Die § 65 Niedersächsisches Personalvertretungsgesetz (NPersVG) und § 68 NPersVG regeln die Mitbestimmung des Personalrats bei personellen Maßnahmen sowie das Mitbestimmungsverfahren des Personalrats bei personellen Maßnahmen (so u.a. auch bei Einstellungen, auch als Verlängerung eines befristeten Arbeitsvertrages und bei Befristung eines Arbeitsvertrages im Anschluss an ein zuvor befristetes Arbeitsverhältnis).

Nach § 105 NPersVG bestehen Ausnahmen für bestimmte Beschäftigte und organisatorische Sonderregelungen.

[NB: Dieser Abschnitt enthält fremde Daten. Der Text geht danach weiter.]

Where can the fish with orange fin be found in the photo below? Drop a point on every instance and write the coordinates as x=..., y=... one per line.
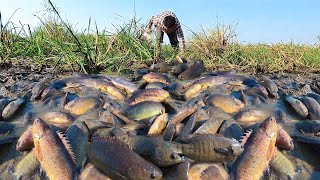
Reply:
x=259, y=148
x=53, y=152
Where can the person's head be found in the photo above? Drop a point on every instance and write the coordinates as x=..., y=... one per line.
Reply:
x=169, y=21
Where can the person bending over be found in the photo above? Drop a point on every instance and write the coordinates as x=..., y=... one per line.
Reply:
x=166, y=22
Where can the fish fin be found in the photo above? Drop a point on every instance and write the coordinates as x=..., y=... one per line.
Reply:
x=185, y=159
x=221, y=150
x=37, y=153
x=67, y=146
x=245, y=137
x=208, y=173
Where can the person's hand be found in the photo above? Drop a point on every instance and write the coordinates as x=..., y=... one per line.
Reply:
x=148, y=31
x=147, y=36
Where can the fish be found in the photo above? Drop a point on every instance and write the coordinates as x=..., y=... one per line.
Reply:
x=3, y=103
x=271, y=87
x=169, y=132
x=158, y=125
x=155, y=77
x=158, y=85
x=143, y=110
x=38, y=88
x=154, y=94
x=250, y=116
x=208, y=148
x=127, y=86
x=227, y=103
x=114, y=158
x=91, y=172
x=313, y=107
x=139, y=73
x=259, y=148
x=231, y=129
x=212, y=125
x=26, y=167
x=161, y=67
x=80, y=105
x=256, y=90
x=284, y=141
x=314, y=96
x=57, y=118
x=53, y=152
x=179, y=68
x=185, y=112
x=25, y=142
x=311, y=126
x=195, y=69
x=179, y=171
x=298, y=106
x=78, y=136
x=7, y=138
x=154, y=147
x=106, y=86
x=206, y=171
x=12, y=108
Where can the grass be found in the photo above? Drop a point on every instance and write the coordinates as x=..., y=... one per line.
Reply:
x=92, y=50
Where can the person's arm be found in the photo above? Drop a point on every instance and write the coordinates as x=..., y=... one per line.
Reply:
x=150, y=23
x=180, y=36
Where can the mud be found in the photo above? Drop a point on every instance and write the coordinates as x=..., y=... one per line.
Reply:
x=17, y=76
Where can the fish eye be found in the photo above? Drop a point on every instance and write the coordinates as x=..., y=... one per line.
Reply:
x=152, y=176
x=173, y=156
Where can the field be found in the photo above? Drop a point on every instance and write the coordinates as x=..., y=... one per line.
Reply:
x=92, y=50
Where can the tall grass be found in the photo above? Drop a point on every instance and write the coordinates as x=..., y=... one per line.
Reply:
x=92, y=50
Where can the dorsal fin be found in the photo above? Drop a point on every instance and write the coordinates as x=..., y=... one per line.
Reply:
x=67, y=146
x=245, y=137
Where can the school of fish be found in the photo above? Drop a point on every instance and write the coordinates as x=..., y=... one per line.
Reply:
x=168, y=122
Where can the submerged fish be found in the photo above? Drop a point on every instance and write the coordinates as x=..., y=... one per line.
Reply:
x=118, y=161
x=53, y=152
x=154, y=147
x=227, y=103
x=153, y=94
x=259, y=148
x=209, y=148
x=80, y=105
x=144, y=110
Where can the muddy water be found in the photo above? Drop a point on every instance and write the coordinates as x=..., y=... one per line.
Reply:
x=19, y=79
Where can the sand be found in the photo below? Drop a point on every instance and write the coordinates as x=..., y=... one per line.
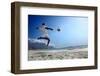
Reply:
x=58, y=54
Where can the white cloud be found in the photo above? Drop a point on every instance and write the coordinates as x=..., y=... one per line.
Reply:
x=40, y=41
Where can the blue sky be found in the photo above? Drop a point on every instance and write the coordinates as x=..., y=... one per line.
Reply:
x=74, y=30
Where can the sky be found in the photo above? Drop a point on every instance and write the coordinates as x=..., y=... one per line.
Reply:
x=74, y=29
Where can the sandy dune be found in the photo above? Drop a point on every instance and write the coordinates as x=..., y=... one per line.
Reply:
x=59, y=54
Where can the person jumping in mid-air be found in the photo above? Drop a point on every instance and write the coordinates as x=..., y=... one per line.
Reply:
x=44, y=29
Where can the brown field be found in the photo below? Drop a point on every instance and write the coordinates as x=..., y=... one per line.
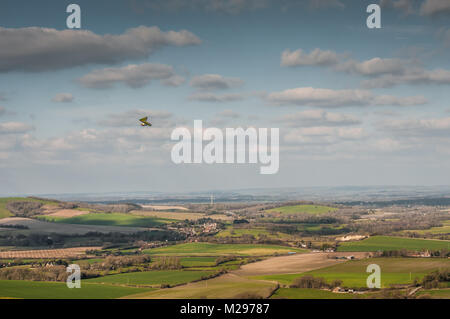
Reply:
x=38, y=226
x=163, y=207
x=170, y=215
x=225, y=286
x=46, y=253
x=68, y=213
x=178, y=215
x=293, y=264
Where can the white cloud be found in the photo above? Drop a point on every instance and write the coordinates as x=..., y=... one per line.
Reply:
x=309, y=118
x=373, y=67
x=131, y=118
x=215, y=81
x=229, y=114
x=213, y=97
x=324, y=135
x=36, y=49
x=419, y=127
x=63, y=98
x=412, y=76
x=133, y=75
x=315, y=57
x=435, y=7
x=308, y=96
x=15, y=128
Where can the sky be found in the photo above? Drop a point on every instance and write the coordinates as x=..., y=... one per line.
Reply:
x=354, y=106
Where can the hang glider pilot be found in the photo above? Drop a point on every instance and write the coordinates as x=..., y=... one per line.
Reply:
x=144, y=121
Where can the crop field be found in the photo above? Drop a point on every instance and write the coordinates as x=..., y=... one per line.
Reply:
x=105, y=219
x=256, y=231
x=444, y=229
x=291, y=264
x=178, y=215
x=305, y=209
x=58, y=290
x=393, y=243
x=150, y=278
x=4, y=200
x=353, y=273
x=197, y=261
x=208, y=249
x=304, y=293
x=436, y=293
x=225, y=286
x=46, y=253
x=39, y=226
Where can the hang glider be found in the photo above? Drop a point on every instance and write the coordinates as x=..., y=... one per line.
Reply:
x=144, y=121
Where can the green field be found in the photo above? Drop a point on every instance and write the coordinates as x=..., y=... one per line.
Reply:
x=106, y=219
x=299, y=209
x=393, y=243
x=304, y=293
x=435, y=293
x=353, y=273
x=208, y=249
x=225, y=286
x=156, y=277
x=444, y=229
x=198, y=261
x=4, y=200
x=58, y=290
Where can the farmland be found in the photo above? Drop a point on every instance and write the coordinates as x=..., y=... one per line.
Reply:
x=217, y=252
x=302, y=209
x=46, y=253
x=4, y=200
x=106, y=219
x=208, y=249
x=52, y=290
x=393, y=243
x=353, y=273
x=226, y=286
x=151, y=278
x=304, y=293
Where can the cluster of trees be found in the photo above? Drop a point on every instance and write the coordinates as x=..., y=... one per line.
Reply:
x=444, y=253
x=24, y=209
x=436, y=279
x=56, y=273
x=309, y=281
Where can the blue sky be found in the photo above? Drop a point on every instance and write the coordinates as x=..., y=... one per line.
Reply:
x=365, y=106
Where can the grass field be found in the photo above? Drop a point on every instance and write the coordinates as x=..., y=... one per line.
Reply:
x=198, y=261
x=4, y=200
x=225, y=286
x=304, y=293
x=436, y=293
x=156, y=277
x=57, y=290
x=299, y=209
x=393, y=243
x=208, y=249
x=178, y=215
x=444, y=229
x=105, y=219
x=353, y=273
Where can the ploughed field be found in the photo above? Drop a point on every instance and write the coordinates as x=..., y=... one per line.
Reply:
x=385, y=243
x=209, y=249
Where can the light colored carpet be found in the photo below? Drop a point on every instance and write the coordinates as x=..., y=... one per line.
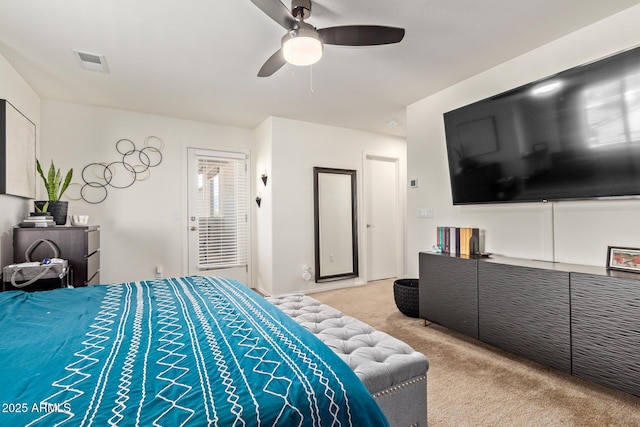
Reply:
x=474, y=384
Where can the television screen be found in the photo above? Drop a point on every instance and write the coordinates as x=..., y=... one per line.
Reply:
x=574, y=135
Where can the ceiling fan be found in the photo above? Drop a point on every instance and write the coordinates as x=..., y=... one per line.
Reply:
x=303, y=43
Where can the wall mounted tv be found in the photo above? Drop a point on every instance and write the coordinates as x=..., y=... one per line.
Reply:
x=574, y=135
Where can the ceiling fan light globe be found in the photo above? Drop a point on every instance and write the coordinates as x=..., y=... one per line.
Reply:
x=302, y=48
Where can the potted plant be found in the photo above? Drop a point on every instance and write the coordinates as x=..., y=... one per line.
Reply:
x=55, y=188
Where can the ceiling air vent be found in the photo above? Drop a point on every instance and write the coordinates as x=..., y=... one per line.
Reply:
x=92, y=61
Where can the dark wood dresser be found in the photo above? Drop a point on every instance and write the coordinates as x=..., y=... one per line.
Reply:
x=80, y=245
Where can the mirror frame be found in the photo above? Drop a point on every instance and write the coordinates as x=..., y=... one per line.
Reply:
x=319, y=276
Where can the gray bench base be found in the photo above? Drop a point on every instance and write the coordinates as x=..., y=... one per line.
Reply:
x=394, y=373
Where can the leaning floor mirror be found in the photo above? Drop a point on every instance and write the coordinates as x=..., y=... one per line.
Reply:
x=336, y=231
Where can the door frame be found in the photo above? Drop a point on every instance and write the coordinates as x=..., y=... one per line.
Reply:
x=185, y=207
x=400, y=211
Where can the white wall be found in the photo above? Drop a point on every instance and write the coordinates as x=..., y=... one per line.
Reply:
x=146, y=224
x=14, y=89
x=296, y=148
x=574, y=232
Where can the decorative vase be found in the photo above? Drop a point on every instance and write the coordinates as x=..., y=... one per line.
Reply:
x=59, y=209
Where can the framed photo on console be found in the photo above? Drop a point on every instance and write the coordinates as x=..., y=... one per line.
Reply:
x=623, y=259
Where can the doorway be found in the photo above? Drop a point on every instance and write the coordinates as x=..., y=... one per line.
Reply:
x=383, y=217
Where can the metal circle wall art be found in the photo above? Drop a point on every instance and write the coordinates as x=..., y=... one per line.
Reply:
x=134, y=165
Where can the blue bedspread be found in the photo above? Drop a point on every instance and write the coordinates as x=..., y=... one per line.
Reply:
x=190, y=351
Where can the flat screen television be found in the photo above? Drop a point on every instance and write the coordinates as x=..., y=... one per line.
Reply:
x=573, y=135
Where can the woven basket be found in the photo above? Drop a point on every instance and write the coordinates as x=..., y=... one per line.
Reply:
x=405, y=294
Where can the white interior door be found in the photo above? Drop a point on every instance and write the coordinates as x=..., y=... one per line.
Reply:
x=381, y=187
x=218, y=206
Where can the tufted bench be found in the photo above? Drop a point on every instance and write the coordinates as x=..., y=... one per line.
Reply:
x=394, y=373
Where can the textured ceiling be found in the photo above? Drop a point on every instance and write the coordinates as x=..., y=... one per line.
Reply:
x=198, y=59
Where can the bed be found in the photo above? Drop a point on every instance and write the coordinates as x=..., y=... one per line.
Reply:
x=185, y=351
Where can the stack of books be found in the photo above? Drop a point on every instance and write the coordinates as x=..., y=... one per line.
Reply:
x=37, y=221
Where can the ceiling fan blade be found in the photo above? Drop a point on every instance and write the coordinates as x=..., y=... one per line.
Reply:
x=273, y=64
x=361, y=35
x=278, y=12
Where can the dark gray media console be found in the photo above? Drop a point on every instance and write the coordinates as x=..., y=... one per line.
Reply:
x=579, y=319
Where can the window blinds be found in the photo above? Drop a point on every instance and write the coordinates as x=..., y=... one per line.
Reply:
x=221, y=210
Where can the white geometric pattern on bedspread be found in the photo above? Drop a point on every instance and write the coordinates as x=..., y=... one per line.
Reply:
x=172, y=352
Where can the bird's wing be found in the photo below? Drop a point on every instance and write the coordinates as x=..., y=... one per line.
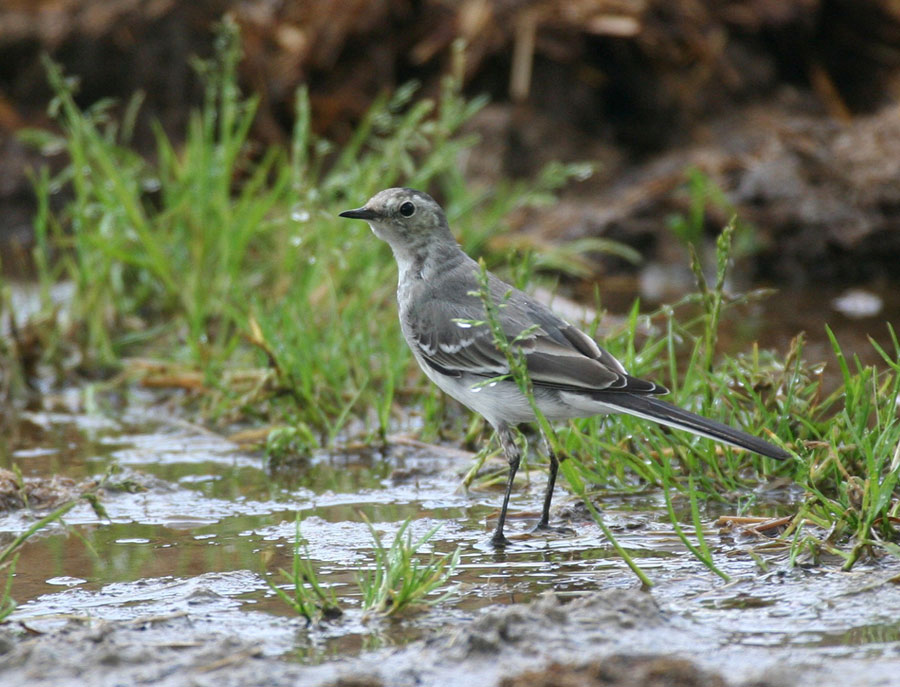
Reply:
x=453, y=339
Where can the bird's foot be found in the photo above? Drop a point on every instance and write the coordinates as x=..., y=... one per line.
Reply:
x=499, y=541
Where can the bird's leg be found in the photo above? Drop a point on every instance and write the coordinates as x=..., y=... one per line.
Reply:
x=514, y=456
x=551, y=483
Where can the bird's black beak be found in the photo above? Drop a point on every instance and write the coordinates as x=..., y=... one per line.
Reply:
x=359, y=213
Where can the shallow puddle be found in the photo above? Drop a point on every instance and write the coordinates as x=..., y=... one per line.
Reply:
x=205, y=521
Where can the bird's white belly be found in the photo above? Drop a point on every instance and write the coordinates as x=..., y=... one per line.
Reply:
x=503, y=402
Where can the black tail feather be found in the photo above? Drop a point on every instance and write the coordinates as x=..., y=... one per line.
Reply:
x=666, y=414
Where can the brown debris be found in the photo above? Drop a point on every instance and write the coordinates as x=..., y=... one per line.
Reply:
x=619, y=671
x=37, y=493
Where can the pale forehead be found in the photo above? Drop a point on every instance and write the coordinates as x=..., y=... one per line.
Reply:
x=392, y=196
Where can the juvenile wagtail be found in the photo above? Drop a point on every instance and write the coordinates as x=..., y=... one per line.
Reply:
x=571, y=376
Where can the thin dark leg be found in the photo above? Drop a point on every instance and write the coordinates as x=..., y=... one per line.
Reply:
x=514, y=456
x=551, y=482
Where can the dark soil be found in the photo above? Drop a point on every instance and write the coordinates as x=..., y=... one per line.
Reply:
x=790, y=105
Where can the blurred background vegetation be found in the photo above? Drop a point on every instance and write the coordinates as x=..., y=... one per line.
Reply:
x=171, y=172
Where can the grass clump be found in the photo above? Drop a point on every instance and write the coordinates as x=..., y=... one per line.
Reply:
x=220, y=255
x=398, y=580
x=308, y=596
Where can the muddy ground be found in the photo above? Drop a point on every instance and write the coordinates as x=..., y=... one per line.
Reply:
x=790, y=107
x=168, y=586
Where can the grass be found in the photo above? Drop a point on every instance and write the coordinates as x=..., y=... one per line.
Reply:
x=308, y=596
x=397, y=580
x=221, y=257
x=9, y=555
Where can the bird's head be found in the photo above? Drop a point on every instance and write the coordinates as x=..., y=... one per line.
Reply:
x=403, y=217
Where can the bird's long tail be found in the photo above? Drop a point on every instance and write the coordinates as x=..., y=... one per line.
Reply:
x=653, y=409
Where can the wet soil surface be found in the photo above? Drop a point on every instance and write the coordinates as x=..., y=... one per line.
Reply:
x=170, y=589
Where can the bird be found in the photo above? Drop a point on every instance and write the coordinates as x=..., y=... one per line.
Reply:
x=443, y=319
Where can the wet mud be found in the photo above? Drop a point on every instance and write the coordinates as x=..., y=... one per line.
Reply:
x=170, y=588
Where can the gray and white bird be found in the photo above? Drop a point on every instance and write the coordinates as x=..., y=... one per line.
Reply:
x=571, y=376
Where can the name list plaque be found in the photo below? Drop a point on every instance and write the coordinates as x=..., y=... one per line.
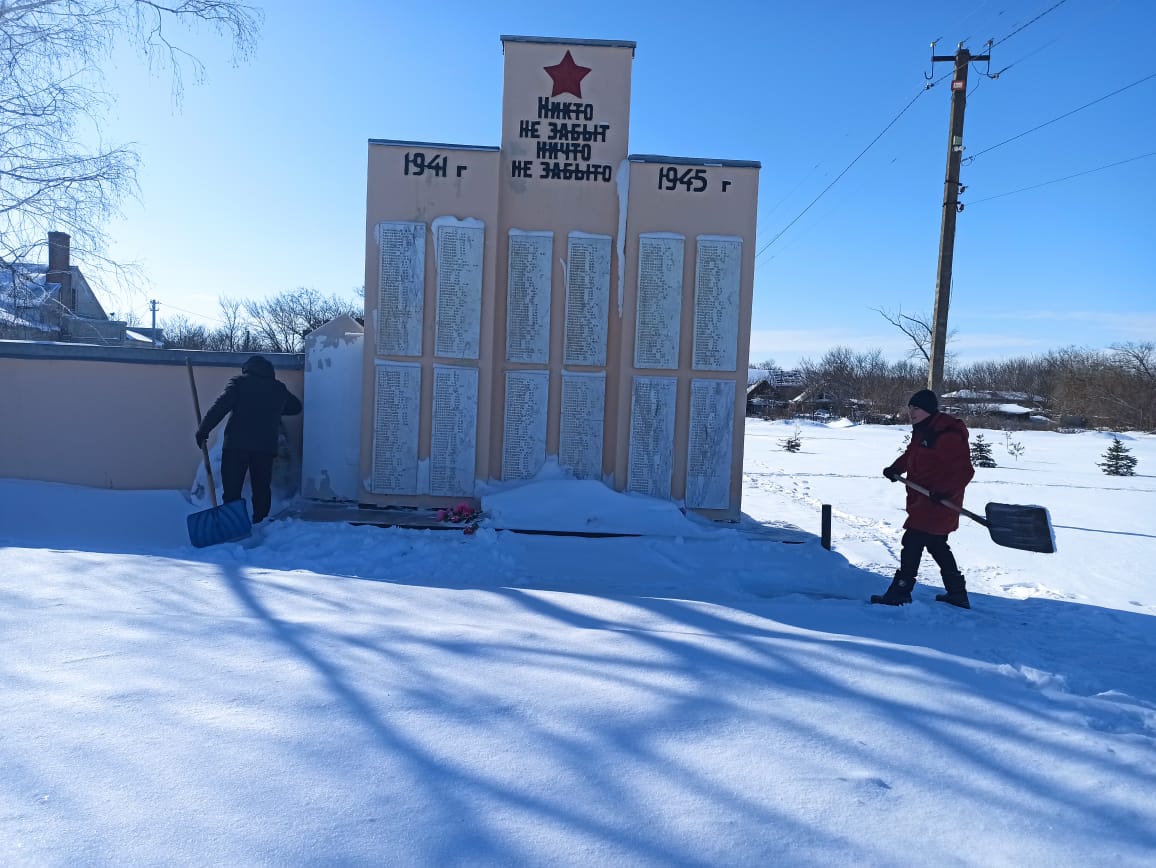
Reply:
x=580, y=430
x=458, y=246
x=718, y=264
x=528, y=297
x=400, y=288
x=651, y=462
x=587, y=298
x=524, y=430
x=710, y=444
x=453, y=438
x=660, y=258
x=397, y=413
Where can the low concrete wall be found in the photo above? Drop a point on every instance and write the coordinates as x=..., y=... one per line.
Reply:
x=116, y=417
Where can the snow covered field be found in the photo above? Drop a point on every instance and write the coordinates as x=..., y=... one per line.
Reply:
x=694, y=697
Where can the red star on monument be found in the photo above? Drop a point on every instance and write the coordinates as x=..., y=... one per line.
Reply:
x=567, y=76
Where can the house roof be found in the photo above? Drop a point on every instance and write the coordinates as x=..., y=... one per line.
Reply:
x=23, y=292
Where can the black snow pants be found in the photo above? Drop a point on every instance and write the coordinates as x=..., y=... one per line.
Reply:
x=913, y=544
x=235, y=464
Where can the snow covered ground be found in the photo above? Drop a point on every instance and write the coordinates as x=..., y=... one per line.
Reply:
x=696, y=696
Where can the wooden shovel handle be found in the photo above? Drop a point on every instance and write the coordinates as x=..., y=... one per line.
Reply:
x=205, y=447
x=950, y=505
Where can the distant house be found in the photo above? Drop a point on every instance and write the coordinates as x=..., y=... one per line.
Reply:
x=1017, y=406
x=770, y=390
x=54, y=302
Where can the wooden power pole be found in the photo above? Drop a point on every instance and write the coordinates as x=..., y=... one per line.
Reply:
x=962, y=58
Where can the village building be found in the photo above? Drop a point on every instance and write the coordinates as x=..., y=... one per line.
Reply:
x=54, y=302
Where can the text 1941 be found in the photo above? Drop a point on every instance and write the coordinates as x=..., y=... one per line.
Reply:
x=419, y=163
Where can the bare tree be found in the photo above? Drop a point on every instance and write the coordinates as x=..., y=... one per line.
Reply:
x=234, y=326
x=918, y=328
x=282, y=321
x=182, y=333
x=51, y=99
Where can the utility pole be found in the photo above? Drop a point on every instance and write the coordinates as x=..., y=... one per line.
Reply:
x=951, y=207
x=153, y=305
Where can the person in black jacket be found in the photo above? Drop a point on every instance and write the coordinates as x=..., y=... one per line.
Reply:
x=257, y=400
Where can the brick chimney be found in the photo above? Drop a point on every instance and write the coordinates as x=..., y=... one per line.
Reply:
x=60, y=268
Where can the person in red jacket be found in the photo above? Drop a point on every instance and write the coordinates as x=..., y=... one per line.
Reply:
x=938, y=458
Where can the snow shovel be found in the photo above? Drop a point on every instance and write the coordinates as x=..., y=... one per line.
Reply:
x=220, y=524
x=1028, y=528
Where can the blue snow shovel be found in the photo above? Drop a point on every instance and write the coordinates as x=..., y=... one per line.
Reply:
x=227, y=522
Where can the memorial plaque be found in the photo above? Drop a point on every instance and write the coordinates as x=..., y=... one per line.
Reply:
x=580, y=430
x=458, y=247
x=710, y=444
x=651, y=462
x=587, y=298
x=718, y=265
x=453, y=438
x=660, y=258
x=400, y=288
x=397, y=415
x=528, y=297
x=524, y=429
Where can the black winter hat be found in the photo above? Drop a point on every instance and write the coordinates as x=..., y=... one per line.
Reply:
x=925, y=400
x=258, y=366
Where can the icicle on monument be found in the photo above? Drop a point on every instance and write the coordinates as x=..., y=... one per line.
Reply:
x=556, y=298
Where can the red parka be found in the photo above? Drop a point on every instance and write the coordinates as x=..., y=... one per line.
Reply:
x=939, y=459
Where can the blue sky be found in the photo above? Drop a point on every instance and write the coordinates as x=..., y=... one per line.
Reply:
x=256, y=183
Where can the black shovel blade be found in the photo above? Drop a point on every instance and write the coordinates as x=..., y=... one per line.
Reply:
x=227, y=522
x=1028, y=528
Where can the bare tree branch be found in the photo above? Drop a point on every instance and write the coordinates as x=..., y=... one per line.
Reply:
x=52, y=101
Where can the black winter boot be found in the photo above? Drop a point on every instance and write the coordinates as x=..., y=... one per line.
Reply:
x=897, y=594
x=956, y=592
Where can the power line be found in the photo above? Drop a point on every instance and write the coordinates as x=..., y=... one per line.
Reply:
x=1067, y=177
x=1066, y=115
x=1022, y=27
x=799, y=216
x=194, y=313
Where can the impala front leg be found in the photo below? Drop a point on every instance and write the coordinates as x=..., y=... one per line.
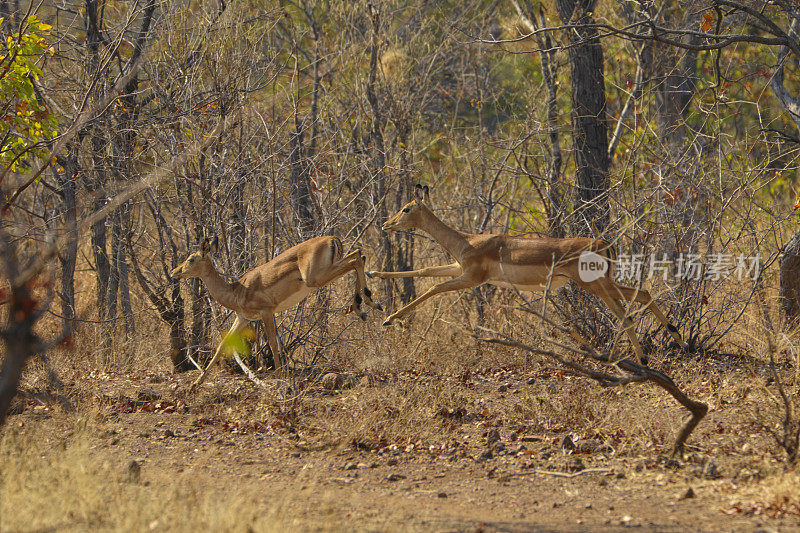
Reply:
x=238, y=324
x=452, y=285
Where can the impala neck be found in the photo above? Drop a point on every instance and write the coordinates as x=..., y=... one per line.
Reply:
x=220, y=290
x=453, y=241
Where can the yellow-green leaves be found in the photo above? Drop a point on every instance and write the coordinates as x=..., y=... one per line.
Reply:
x=238, y=342
x=25, y=122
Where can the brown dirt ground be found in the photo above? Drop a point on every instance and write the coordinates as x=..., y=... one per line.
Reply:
x=299, y=474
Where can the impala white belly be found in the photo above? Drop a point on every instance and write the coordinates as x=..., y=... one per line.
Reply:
x=294, y=299
x=555, y=284
x=507, y=285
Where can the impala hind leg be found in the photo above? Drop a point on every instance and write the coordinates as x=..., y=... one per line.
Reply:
x=627, y=323
x=278, y=357
x=361, y=284
x=456, y=284
x=238, y=325
x=317, y=274
x=642, y=296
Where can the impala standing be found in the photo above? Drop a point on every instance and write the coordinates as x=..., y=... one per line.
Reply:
x=525, y=263
x=276, y=285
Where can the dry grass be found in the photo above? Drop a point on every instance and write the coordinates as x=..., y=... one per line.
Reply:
x=66, y=485
x=428, y=386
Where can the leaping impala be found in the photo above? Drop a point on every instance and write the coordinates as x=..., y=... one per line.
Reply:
x=276, y=285
x=524, y=263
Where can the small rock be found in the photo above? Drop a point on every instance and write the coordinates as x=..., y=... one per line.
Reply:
x=576, y=465
x=708, y=471
x=332, y=381
x=147, y=395
x=133, y=472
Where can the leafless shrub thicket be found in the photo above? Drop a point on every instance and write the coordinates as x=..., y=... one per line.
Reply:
x=668, y=129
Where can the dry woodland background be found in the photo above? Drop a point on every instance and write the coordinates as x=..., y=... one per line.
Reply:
x=132, y=130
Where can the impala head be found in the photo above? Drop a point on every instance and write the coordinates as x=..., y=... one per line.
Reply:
x=195, y=263
x=410, y=215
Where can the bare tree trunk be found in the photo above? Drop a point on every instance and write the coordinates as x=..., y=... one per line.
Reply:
x=404, y=242
x=589, y=127
x=555, y=192
x=379, y=159
x=790, y=280
x=69, y=213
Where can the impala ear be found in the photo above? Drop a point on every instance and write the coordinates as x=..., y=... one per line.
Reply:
x=420, y=192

Nach § 105 Abs. 5 S. 2 NPersVG kann die Mitbestimmung (des Personalrats) bei personellen Maßnahmen der wissenschaftlichen … Mitarbeiter durch Verfahrensregelungen, insbesondere für Befristungen des Dienst- und Arbeitsverhältnisses, nach Maßgabe des § 78 NPersVG in Dienstvereinbarungen im Einvernehmen zwischen Hochschule und Personalvertretung geregelt werden.

Nach § 78 Abs. 1 S. 1 NPersVG sind Dienstvereinbarungen zulässig, soweit nicht gesetzliche … Regelungen entgegenstehen. Nach § 82 NPersVG (Unabdingbarkeit des Personalvertretungsrechts) darf durch … Dienstvereinbarung nach § 78 NPersVG nicht von den Vorschriften dieses Gesetzes abgewichen werden.

Die Leibniz Universität Hannover hatte mit dem Personalrat der Leibniz Universität Hannover die rechtsunwirksame Dienstvereinbarung vom 26.10.2016 über ein vereinfachtes Beteiligungsverfahren bei den personellen Maßnahmen der wissenschaftlichen …. Mitarbeiterinnen und Mitarbeiter, der Lehrkräfte für besondere Aufgaben sowie der wissenschaftlichen …. Hilfskräfte an der Leibniz Universität Hannover abgeschlossen.

In § 1 (Zielsetzung) dieser  rechtsunwirksamen Dienstvereinbarung vom 26.10.2016 wird ausgeführt, es gilt einerseits, die Mitbestimmung des Personalrats bei den Personalmaßnahmen der … Wissenschaftler so zu gestalten, dass sie zur Verbesserung der Beschäftigungsbedingungen der Beschäftigten beiträgt. Andererseits gilt es auch den Verwaltungsaufwand wenn möglich zu minimieren. Um beide Ziele zu erreichen, vereinbaren der Personalrat der Leibniz Universität Hannover und die Leibniz Universität Hannover in dieser Dienstvereinbarung ein vereinfachtes Verfahren. Zur Verbesserung der vertraglichen Beschäftigungsbedingungen (Vertragslaufzeiten, Befristungen, Stellenumfang, etc.) der betroffenen Beschäftigten werden für das vereinfachte Beteiligungsverfahren Mindeststandards vereinbart.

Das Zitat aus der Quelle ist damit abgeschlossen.